Şu tespitleri de  yapamadan geçemeyeceğim.Bizler bazı şeylere haddinden fazla yüklem bindiriyoruz,çok fazla abartıyoruz, sonuçta "Vali, bir il'de merkezi idarenin yürütme organının başıdır. .Hem merkezi idare temsilcisi konumunda hem de yerel bir yönetim birimi olan il özel idaresinin başında görev yapar.. " Kısacası Ankara'nın  Adıyaman da ki temsilcisidir. idare hukuku hocamız " vali Ankara'nın taşradaki ajanıdır " demişti..Nihayetinde bu insanın elinde sihirli değnek yoktur  ki ol deyince oluversin .Bir kentin kalkınması her konuda olduğu gibi bir ekip işidir.Vali,belediye başkanı,siyasi zevat hep birlikte ortak akıl ile hareket edildiğinde,yapılmayacak  bir şey yoktur.Tabi Halk ta isterse.

Beldemizin  gerçekten büyük sorunları vardır.Bakmayın siz bazı tuzu kuruların "huzurun başkenti "gibi içi boş kavramları nakarat ettiklerine..Bu kentte binlerce insan başka kentlere mevsimlik işçi olarak gitmek zorunda kalır, yağdanlıklar ve tuzu korular hariç bunu bilmeyen mi var? Huzurlu insan  neden ırgat olsun ki?

-Genç ve dinamik nüfusumuz kahve köşelerinde heder olur,Adıyaman da  boşanmalar Türkiye ortalamasının üzerinde seyreder, işi tıkırında olanlar "üç maymunu oynar.." soruyorum, huzurlu insan neden  yuvasını dağıtsın ? Ki boşanmaların çoğu ekonomik nedenlere dayanır..

-2 bin nüfuslu koca  Mülk köyü. 30 yıldır Kahta'nın kanalizasyon çukurunda yaşamaya mahkum edilir yüzlercesi hastalıklarla boğuşur ölür,demokrasi terbiyesi içinde verilen mücadele, verilen dilekçeler çelikten bürokrasinin dişlileri arasında kaybolur gider,ne duyan olur,ne gören,ne de bir çözüm üreten-ha pardon sn vekiller seçim zamanı oy için köye geldiklerinde görürler  mutlaka bu sorunu çözeceklerine yeminler ederler ta ki  Ankara ya gidinceye kadar..Huzurlu insanın Fosseptik çukurunda  ne işi var??
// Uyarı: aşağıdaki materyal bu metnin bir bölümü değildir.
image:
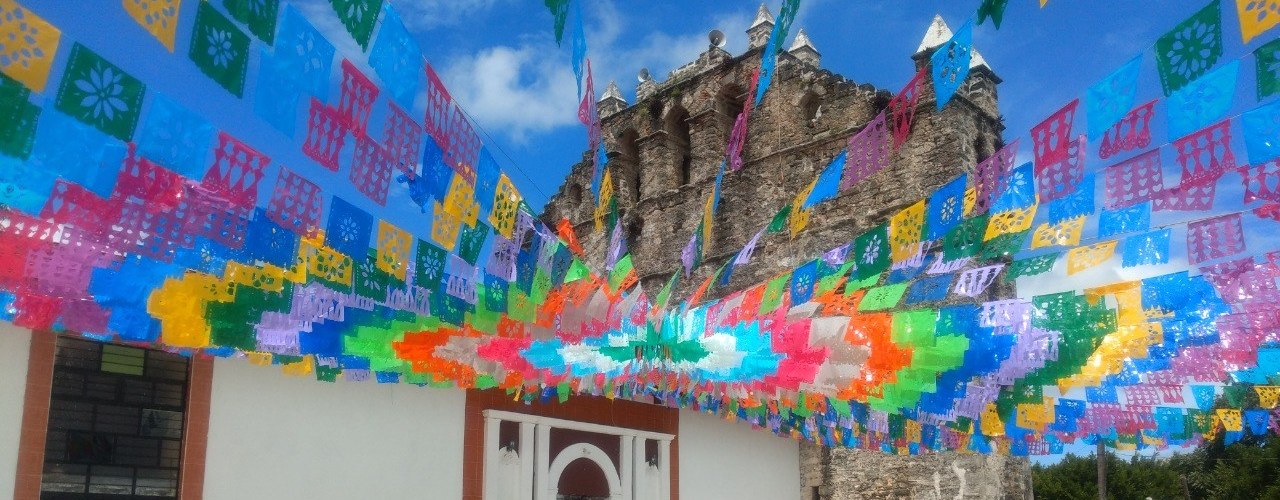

-İşçi sıkıntılı,işveren sıkıntılı,Turizm kan ağlıyor,OSB de 8 yıl önce 6.7 bin kişi istihdam edilirken bugün bu sayı 3 binlere düşmüşse  bir yerlerde arıza var demektir..ve yazamadığımız daha bir çok sorun,en iyisi mi siz TÜİK'in verilerine bakınız..hele Adıyaman 81 il arasında kaçıncı sırada? Şu kof tadan "huzurun başkenti" sloganı da kabak tadı verdi artık.

Sormak lazım, Vali,belediye başkanı,vali yardımcıları,garnizon komutanı emniyet müdürü ve siyasi  zevat, kısacası hizmet makamında olanların hepsi aynı dili konuşan bir ekip ve,arkalarında güçlü bir iktidar var. Bu kent, 13 yıldır iktidara vekil vermiş,yerel yöneticiler aynı partiden,anarşi anlamında devlete hiç sorun çıkarmamış..

Sn Valimizin tabiriyle "bu asil duruşun" hiç mi mükafatı ve karşılığı olmayacak..? ne zaman kabuğunu kıracak bu kent?Şimdi değilse ne zaman?